Left to Right
Capt Nicola Hemsworth RLC -2
Capt Will Young RA -1
Maj Arthur Purbrick RL 0
O/Cdt Hugo Ross-Wilson NUOTC 0
Nine teams gathered at RAF Cranwell in the soft May sunshine to take part in the first tournament of the season, the RAF Cranwell Polo Tournament over the 14th and 15th May 2022. The tournament has historically acted as an excellent starter to the season and sees many local clubs and service teams gather from -4 to 0 handicaps. It is always excellent fun, and it was certainly no different this year.
The Army team included Capt Nicola Hemsworth (RLC, exchange officer at RAF Cranwell), Capt Will Young (Ops Officer, 53 Bty, 5RA), OCdt Hugo Ross-Wilson (future RDG) and was captained by Maj Arthur Purbrick (RL, currently XO to RY). As always, the disparate nature of operations and exercises meant that the team only assembled the morning of the tournament for a hasty tactics talk, meet and greet the ponies, and pep-talk by Chairman APOLOA, Col Simon Ledger. The ground was in excellent condition and the ponies in fine form. The team went in strong, and had to battle hard against Rutland polo club. The two chukka match went by in a blur and concluded with a narrow win by Team Army.
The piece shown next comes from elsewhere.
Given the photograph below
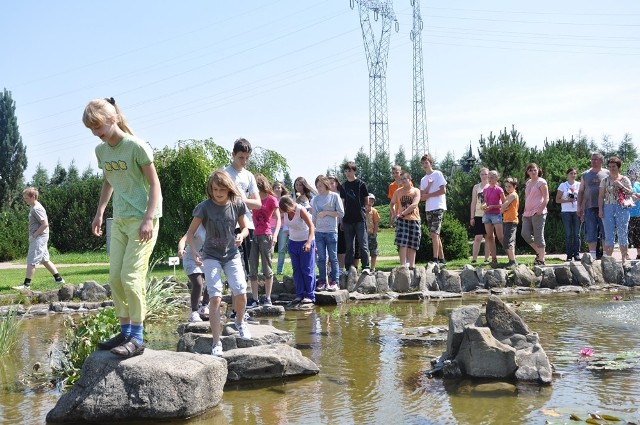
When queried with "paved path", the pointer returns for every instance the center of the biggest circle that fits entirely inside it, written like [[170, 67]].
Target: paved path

With barely a breath drawn, the Cranwell team, captained by the illustrious David Black, came at the Army team with swords drawn. The game flowed well, and the players were well matched. However, despite their best efforts the Army team were beaten by a narrow margin. Both teams agreed it was an excellent game and both walked off with honour intact and the Army team into the competition for the Runners Up Trophy, the Centennial Cup.
Sunday dawned, and the Army team opened the days play vs. Leadenham. The game concluded with a scrappy but secure win by Team Army and they were into the finals for the runner up trophy against RAF Spitfires team. This was an extraordinary game with exceptional well paired players. The score concluded dramatically with a nil-nil. A tense penalty shoot out took place, only to result once again in a even score of 3-3! The rules are unclear on what should take place, so with such pressure the players moved the second shoot out to the 40 yard line. Again, a highly tense shootout, with a lot of what the cricket community may call ‘sledging’ (all in good humour), took place and the final winning penalty was taken rashly by Maj Purbrick at an erratic canter. With honour intact amongst all, both the RAF and the Army retired to the clubhouse, with the Centennial Cup proudly in hand.